An investigation of regional water demand across the footprint for Tri-State Water Resource Coalition. This foreccast was designed to improve the understanding of current and estimated future water use within publicly supplied residential and non-residential, self-supplied residential and non-residential, and agricultural water use sectors in a sixteen county region of southwest Missouri including, Barry, Barton, Cedar, Christian, Dade, Greene, Hickory, Jasper, Lawrence, McDonald, Newton, Polk, St. Claire, Stone, Taney, and Vernon counties. Phase I provided an analysis of both existing and future water demand for each county.
- Under baseline conditions, that is, no additional conservation measures, estimated system-wide demand under the medium growth scenario increases from 330.1 to 464.0 MGD, an increase of 36.8%. Water demand for the entire region is estimated to increase between 49.2 MGD and 245.0 MGD between 2010 and 2060, given the three different population growth scenarios. The total daily water demand in 2060 for the sixteen county region is estimated to grow to 388.3 MGD for the low growth scenario and up to 584.3 MGD for the high growth scenario.
- Demand projections for the medium-growth scenario (from 339 MGD to 464 MGD) indicate an increased demand for the region of 125 MGD, which is nearly a 40 percent increase in water demand over the next 50 years.
- Conservation can be part of the solution, but we cannot conserve our way out of needing an additional water supply. Under conservation scenario I (moderate) water demands are estimated to decrease by 1-3% annually.
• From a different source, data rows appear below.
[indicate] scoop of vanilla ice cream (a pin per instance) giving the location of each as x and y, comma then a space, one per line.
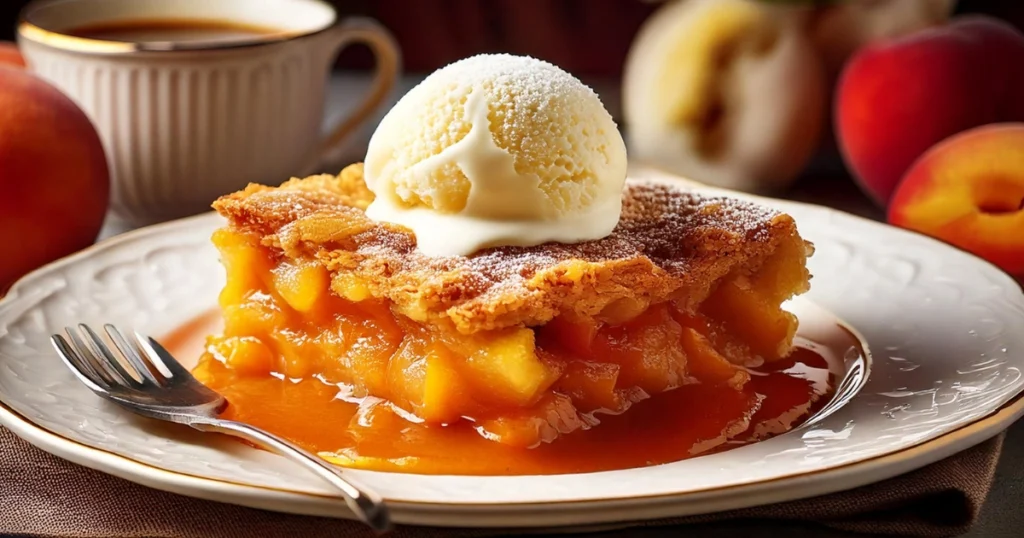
497, 150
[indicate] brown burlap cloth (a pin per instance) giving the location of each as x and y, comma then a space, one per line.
43, 495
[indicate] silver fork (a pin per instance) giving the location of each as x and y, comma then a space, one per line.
150, 382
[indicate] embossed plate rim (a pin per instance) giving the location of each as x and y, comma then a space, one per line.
692, 496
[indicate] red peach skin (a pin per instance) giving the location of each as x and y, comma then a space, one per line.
897, 98
969, 191
54, 183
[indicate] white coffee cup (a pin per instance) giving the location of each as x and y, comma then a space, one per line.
185, 122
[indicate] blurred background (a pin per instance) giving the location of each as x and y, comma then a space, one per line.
894, 110
588, 38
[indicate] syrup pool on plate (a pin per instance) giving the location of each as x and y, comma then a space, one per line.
371, 433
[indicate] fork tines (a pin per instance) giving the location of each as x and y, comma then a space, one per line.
95, 363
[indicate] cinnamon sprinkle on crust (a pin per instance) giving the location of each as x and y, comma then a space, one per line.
671, 244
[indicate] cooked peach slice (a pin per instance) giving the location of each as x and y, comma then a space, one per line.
248, 356
592, 385
647, 348
301, 285
552, 416
505, 368
708, 365
758, 321
572, 335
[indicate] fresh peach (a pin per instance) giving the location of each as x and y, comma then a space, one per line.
729, 92
839, 29
54, 184
897, 98
969, 191
10, 55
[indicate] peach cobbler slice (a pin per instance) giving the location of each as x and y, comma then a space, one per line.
525, 343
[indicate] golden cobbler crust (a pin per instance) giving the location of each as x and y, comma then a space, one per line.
671, 244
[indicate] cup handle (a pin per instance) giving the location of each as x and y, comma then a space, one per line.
385, 49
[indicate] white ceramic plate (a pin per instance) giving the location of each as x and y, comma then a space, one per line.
944, 328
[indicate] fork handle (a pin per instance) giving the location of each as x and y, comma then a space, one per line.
368, 506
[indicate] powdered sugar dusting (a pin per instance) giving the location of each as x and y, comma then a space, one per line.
668, 240
658, 221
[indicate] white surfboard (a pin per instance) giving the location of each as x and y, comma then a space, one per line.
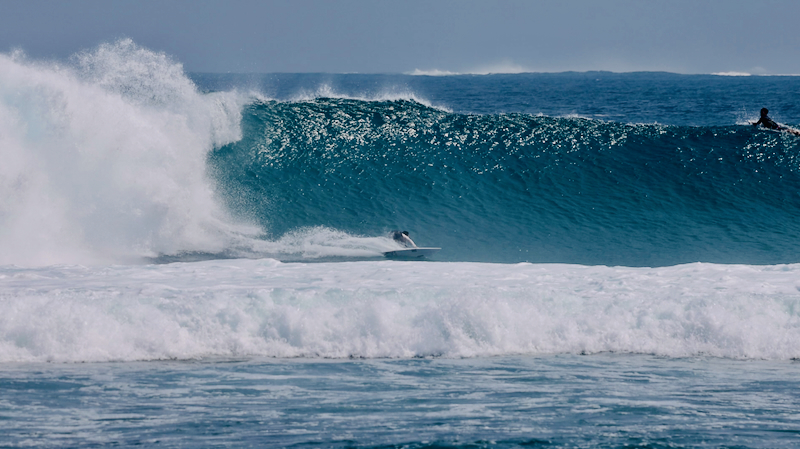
410, 253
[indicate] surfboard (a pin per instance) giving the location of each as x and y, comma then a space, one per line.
410, 253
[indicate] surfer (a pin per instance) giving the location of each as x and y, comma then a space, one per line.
766, 122
402, 238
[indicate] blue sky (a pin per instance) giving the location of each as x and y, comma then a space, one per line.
461, 36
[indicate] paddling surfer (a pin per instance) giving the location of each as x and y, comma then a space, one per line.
402, 238
768, 123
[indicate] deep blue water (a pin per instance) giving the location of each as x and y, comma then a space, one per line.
118, 159
551, 401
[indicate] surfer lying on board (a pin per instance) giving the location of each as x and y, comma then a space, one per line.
402, 238
768, 123
765, 121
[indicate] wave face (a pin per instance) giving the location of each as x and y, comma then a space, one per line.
103, 158
516, 187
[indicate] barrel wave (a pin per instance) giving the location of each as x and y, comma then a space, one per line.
515, 187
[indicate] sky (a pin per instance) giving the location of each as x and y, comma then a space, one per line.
422, 36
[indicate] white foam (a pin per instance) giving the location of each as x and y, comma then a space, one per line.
395, 309
731, 74
104, 158
388, 94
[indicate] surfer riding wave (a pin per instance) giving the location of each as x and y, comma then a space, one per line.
768, 123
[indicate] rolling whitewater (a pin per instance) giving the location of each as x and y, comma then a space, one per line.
197, 259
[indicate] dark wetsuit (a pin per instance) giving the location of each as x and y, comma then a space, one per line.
767, 122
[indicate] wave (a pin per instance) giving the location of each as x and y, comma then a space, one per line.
247, 308
516, 187
104, 158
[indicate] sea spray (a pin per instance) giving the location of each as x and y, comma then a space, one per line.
104, 158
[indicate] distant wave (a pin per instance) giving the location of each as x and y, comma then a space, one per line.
731, 74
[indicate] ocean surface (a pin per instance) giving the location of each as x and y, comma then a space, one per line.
196, 260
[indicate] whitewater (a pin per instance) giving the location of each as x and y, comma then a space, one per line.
197, 259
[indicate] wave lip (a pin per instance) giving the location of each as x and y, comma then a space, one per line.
104, 158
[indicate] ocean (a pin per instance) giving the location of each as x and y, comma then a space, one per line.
196, 260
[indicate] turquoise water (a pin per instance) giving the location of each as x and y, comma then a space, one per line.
197, 259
Under conservation scenario II (substantial) water demands are expected to be reduced by 4-7% annually.
The preferred sites identified in the original reservoir study would not provide economical water for the Pittsburg and Lamar areas so the consultant was asked to further investigate sites which would.
- Three potential reservoir sites were investigated in more detail (two north of Joplin, between Lamar and Pittsburg, and one south of Joplin). The possibility of withdrawal of water from below Stockton Dam was also investigated.
Although Tri-State Water’s preference is to gain access to already impounded water in Corps of Engineers lakes (Stockton, Table Rock, Pomme de Terre) to supply our regional water needs, one or more new reservoirs may become a necessity at some time in the future. This study identified potential sites for new reservoirs.
- It would not be economically feasible to construct one reservoir to serve the entire region.
- Fourteen potential sites were defined – 10 to supply the western side of Tri-State Water’s footprint and 4 potential sites to supply the eastern side of the footprint.
Tri-State Water Supply Study. (Black & Veatch) (2006)
This study investigated the future water needs of the Joplin metropolitan area, identified sources to meet those needs through the year 2050, and identified infrastructure necessary for implementation.
- Rivers and streams do not have sufficient flow to meet long-term demand without the construction of an additional reservoir.
- Ground water (the Ozark Aquifer) is not a strong option due to decreasing levels and potential contamination in some parts of the footprint.
- Additional source options included Grand Lake, Table Rock Lake, Stockton Lake, Truman Lake, a combination of those lakes, or one or more new reservoirs. The best opportunities for additional regional water supply were defined as Grand Lake, Table Rock Lake, Stockton Lake, and/or a new reservoir.
This study developed a hydro-geologic model of the Ozark Aquifer in Jasper and Newton Counties in southwest Missouri. The purpose of the study was to investigate a number of issues related to water supply, in particular the ability of the Ozark aquifer to sustain long-term population growth in the Joplin area.
- Additional pumping and water level data is needed to manage the ground water supply.
- The Ozark Aquifer may be unable to satisfy demand, during an extended drought. That limit may come within 10 – 15 years for some parts of the Tri-State Water footprint.
- Ideally, the aquifer should be used as a peaking supply versus a sole source of water supply.
- An additional long term water supply source should be developed.